“Though it hasn’t been in the best of circumstances, at least it’s allowed you to spend time with your family”, my friend Sue’s mum commented over lunch yesterday. We were reflecting on the significant amount of time I’ve spent in Lismore over the last eighteen months.
In the middle of 2021, I returned home for my sister Nancy’s funeral. I had initially planned to stay for a couple of weeks, but COVID-19 lockdowns in Sydney prompted me to extend my stay in my hometown. After several decades away, I unexpectedly found myself reconnecting with my family in a more profound way.
During my extended stay, I cherished the opportunity to deepen my connections with my family through meaningful conversations and shared experiences. It was the longest I had stayed in Lismore since my high school years, and it allowed me to get to know my family better than ever before. When I returned to Sydney in October, my brother-in-law Jack remarked, “I feel like we were really getting to know you again properly.”
This year, I made several short trips back to Lismore due to the catastrophic floods in February and March. The first flood was the worst in recorded history, and I vividly remember the phone conversations with my family that night. We exchanged practical information and tried to connect emergency services, but there was also a sense that it could be our last conversation due to the possibility of drowning.
Thankfully, my family was rescued by the “Tinny Army,” a group of people who used their boats to rescue those in need. They were trapped in their two-story homes, and the water level had risen to over one metre. My nephew’s house, with a young baby, was particularly challenging, with water reaching the eaves. In my niece’s house, she and her daughters took refuge in the roof cavity, while my sister Pat sat on the kitchen bench as her husband and grandson stood in chest-deep water.
Despite their rescue, I remained anxious for their safety, particularly when they were on the Ballina Street Bridge nearby. I remembered a story from my childhood where a bridge had collapsed during a flood, and I imagined the same fate for the Ballina Street Bridge. Fortunately, they made it through, and I was immensely grateful for their safety.
Though many of the media reports have concentrated on the economic costs of the flood (the need to clean out and rebuild homes and businesses) the psychological cost has been immense.
Though she seems to be coping much better now, throughout the year I’ve often seen Pat staring mid-range saying, “I can still see the water coming into the house”. “Every time there’s heavy rain, I wonder what’s in store”, my niece, Karran has often said, adding, “I can’t go through that again”.
As we enjoyed Christmas lunch this year, Karran reflected on the meals we had together at my niece’s house (on the hill in Lismore) where everyone took refuge.
As of the end of 2022, numerous individuals in Lismore are still without homes. Some have resorted to living in their cars or staying with loved ones, while Karran’s place still has only one functioning power outlet. Though my nephew will receive a new kitchen this week, others in the area are still “camping” in their damaged homes or residing in caravans in their backyards.
I predict that while the Lismore CBD will likely appear satisfactory by this time next year, the city’s full physical and psychological recovery from the devastating flood earlier this year will take much longer.
Typically, my “year in review” post (this being my twentieth) would encompass a plethora of anecdotes, spanning my experiences with travel, friendships, and work.
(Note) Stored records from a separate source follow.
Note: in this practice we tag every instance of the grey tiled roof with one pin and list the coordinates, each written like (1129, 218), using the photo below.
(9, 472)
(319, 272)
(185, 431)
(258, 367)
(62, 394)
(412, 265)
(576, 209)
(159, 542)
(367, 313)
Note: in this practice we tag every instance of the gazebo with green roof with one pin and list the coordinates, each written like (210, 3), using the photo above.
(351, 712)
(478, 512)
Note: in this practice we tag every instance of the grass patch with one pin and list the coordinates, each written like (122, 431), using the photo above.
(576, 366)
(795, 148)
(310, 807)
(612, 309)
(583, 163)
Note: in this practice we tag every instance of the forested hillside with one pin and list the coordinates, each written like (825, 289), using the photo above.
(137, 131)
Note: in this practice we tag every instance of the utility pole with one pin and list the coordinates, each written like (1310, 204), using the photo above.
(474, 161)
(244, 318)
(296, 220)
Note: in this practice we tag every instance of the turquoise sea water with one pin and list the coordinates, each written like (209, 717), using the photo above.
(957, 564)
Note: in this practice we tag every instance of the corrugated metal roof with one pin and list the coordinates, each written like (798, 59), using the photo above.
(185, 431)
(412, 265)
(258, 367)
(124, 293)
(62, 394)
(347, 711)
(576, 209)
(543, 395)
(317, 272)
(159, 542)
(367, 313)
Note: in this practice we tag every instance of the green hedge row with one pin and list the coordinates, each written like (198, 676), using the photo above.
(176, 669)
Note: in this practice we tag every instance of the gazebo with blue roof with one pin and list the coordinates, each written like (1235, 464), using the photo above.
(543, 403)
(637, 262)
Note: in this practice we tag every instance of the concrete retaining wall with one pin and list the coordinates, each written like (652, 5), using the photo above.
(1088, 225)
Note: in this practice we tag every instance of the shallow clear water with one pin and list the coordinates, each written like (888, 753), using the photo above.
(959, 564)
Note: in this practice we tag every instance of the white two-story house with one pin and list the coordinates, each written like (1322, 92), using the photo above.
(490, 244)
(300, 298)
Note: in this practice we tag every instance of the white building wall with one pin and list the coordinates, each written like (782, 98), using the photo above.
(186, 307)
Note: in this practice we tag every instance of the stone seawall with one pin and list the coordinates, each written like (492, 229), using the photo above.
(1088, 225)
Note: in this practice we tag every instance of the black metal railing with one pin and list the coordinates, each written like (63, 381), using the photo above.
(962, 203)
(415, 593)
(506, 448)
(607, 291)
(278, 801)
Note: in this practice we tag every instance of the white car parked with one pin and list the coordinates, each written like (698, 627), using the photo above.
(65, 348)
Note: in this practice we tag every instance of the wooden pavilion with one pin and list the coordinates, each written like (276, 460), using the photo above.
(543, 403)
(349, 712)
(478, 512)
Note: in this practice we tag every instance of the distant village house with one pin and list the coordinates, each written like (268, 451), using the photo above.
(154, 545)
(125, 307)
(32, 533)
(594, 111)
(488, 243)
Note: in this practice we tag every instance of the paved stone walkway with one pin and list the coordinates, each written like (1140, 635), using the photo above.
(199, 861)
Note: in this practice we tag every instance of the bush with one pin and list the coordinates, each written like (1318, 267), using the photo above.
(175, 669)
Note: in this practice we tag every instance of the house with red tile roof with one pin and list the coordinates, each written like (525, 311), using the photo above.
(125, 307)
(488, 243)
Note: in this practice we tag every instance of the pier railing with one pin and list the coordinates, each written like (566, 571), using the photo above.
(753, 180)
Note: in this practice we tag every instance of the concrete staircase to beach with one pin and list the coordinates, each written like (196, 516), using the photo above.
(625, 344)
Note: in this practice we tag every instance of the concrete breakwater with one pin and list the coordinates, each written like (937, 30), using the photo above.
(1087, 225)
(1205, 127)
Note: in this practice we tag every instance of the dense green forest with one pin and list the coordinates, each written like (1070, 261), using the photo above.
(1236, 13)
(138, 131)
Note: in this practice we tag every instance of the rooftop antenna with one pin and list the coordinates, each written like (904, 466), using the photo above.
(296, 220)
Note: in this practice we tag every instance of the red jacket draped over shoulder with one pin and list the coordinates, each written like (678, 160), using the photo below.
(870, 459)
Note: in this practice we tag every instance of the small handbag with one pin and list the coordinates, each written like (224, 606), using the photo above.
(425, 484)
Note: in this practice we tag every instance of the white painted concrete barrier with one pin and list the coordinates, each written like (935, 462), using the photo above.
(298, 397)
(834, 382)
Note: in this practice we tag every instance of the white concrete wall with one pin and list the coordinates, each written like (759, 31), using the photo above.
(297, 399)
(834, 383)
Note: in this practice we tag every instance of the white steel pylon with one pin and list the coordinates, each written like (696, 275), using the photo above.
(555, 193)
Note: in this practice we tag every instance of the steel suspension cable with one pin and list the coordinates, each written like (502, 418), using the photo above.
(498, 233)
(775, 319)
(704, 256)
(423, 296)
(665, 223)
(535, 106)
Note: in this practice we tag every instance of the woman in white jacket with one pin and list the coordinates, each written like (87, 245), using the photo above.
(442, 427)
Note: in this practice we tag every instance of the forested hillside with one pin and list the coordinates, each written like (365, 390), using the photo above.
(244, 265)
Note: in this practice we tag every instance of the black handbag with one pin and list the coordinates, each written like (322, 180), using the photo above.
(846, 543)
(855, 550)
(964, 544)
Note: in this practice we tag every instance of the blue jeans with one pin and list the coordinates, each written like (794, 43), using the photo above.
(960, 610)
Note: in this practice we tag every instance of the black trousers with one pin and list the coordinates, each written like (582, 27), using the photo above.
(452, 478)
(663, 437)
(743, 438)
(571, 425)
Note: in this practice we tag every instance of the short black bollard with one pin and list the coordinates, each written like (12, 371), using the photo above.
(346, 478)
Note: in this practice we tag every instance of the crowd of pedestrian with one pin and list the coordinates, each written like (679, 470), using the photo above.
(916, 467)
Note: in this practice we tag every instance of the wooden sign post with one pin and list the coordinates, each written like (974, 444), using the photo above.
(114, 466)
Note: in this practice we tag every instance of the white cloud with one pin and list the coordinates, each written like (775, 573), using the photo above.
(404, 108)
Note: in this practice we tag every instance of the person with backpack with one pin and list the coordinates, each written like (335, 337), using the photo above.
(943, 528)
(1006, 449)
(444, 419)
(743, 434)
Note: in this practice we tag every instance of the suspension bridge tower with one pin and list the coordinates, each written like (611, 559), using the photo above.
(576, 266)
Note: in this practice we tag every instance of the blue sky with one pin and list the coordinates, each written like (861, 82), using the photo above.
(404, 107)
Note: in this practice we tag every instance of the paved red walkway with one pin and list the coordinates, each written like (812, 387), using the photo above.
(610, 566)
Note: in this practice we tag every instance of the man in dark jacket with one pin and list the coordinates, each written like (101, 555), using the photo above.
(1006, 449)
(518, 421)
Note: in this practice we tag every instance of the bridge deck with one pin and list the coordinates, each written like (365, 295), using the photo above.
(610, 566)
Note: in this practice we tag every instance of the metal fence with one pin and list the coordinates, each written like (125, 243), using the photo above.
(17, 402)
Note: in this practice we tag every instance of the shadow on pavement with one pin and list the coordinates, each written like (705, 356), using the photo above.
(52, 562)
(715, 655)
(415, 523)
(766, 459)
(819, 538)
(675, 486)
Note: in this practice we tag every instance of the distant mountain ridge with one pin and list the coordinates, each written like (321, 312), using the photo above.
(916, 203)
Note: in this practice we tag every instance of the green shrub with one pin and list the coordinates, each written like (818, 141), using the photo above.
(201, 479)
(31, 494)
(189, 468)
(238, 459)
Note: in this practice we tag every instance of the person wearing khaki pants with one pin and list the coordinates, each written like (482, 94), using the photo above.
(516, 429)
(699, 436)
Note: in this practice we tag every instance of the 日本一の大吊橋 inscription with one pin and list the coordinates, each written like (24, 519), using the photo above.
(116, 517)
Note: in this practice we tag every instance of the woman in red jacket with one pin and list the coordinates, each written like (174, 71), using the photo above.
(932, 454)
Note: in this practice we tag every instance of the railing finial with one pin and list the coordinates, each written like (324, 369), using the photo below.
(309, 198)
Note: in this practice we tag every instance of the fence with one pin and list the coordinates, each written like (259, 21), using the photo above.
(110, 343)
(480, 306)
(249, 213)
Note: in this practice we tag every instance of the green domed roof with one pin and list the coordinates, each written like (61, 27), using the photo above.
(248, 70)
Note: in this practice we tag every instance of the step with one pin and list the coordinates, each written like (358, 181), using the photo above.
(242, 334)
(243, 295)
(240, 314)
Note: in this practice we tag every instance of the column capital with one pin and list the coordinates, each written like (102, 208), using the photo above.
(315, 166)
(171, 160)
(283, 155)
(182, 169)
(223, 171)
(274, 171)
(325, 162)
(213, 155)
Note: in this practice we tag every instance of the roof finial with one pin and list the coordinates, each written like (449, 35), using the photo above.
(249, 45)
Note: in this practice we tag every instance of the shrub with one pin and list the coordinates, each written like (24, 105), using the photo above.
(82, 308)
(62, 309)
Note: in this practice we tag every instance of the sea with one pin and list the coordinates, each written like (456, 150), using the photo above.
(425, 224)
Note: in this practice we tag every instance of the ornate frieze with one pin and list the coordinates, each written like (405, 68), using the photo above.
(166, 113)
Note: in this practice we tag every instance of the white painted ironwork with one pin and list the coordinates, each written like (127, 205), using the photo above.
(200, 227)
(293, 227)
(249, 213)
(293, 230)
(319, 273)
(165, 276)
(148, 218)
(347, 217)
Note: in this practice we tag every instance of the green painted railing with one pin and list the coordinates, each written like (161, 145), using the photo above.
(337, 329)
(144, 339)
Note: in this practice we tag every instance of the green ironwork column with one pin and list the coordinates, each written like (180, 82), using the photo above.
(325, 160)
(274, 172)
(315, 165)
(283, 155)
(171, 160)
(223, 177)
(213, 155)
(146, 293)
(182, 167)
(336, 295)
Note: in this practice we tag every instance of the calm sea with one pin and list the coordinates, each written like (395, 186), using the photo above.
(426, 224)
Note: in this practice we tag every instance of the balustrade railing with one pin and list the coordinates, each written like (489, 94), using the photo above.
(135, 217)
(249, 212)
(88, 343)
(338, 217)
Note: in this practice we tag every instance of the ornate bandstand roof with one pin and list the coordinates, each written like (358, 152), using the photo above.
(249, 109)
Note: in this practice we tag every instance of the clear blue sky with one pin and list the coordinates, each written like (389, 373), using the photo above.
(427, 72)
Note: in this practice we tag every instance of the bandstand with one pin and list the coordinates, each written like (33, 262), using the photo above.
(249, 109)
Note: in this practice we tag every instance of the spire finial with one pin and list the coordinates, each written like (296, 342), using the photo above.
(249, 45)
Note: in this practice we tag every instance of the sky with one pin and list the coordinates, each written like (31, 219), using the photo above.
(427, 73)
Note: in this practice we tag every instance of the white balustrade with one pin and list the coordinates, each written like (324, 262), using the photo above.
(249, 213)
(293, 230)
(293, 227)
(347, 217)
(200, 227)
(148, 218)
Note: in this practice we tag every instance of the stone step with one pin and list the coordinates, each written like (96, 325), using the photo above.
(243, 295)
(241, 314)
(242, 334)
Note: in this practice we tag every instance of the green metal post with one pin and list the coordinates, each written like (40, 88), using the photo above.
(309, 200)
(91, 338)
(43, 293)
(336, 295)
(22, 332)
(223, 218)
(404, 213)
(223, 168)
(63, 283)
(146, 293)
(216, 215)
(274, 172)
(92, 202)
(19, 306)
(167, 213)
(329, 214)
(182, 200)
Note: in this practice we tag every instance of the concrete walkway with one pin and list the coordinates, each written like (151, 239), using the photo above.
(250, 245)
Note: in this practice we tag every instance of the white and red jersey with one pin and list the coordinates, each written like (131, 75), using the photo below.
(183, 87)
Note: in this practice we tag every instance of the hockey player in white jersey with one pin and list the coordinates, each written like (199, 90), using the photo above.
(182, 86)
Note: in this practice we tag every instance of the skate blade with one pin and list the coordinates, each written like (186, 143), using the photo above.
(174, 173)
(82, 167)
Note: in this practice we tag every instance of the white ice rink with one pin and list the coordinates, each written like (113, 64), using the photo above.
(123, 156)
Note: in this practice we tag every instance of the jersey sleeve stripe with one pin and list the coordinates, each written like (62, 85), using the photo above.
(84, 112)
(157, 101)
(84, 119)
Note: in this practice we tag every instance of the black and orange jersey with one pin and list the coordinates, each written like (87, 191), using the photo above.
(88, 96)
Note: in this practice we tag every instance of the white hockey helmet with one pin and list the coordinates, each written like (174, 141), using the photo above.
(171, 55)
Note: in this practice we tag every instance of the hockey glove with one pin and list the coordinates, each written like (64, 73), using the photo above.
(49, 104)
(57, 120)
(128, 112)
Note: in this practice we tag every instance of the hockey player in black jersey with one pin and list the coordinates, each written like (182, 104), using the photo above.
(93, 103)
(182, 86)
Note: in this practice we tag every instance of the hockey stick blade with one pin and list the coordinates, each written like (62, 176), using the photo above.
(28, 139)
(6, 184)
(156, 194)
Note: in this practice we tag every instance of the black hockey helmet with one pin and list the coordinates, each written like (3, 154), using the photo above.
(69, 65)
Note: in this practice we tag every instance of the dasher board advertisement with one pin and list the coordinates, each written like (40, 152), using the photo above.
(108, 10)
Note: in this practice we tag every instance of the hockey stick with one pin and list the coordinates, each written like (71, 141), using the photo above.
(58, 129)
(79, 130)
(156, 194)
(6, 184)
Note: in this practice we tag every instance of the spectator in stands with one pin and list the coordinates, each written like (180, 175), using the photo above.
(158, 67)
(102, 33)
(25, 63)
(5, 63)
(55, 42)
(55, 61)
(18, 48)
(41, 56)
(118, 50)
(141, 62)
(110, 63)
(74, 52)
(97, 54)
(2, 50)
However, to speak honestly, there is only one significant event that truly resonates this year: the Lismore floods, and the subsequent trials and tribulations faced by my family and thousands of others.
4 thoughts on “Yearly Review 2022”
While you did not experience the flood directly, it seems it had quite a profound impact on your psyche. You are now living in two worlds, Sydney and Lismore.
“as the State Emergency Service was overwhelmed by the scale of the emergency.” Many would suggest that is a kind description. If not for the tinnies…
We’ve listened to you on the digital wireless the last couple of days, 10.00 to 11.00 at least, though I did have to mention your name to R. I understand the flood and the impact a little more now. Lol, R turned you off today when you played a Midnight Oils song. Frankly, it was loud and raucous, so I don’t blame him. Perhaps we are too old to be the average ABC Radio listener demographic. We were about to go out anyway.
A very happy 2023 to you and perhaps we can catch up in the new year when we visit Sydney.
To be honest, I’m not a fan of this Midnight Oil track, preferring their older ones. But hey. Over the years I’ve had conversations with a number of listeners about the ABC playing “young people’s music”. And then I’ve mentioned Yoko Ono, Lou Reed etc who had tracks “on the edge” were likely older than them!! Peter Garrett is 69!! But no, I agree, not one of their best. Best wishes to you and R also, and hope to see in 2023.
Best wishes to you and your family James. And thanks for being a writer I enjoy reading!
Many thanks. Though I write this primarily for myself (will be good to have when I get older and my memory is failing!!) it’s great to know others enjoy it too.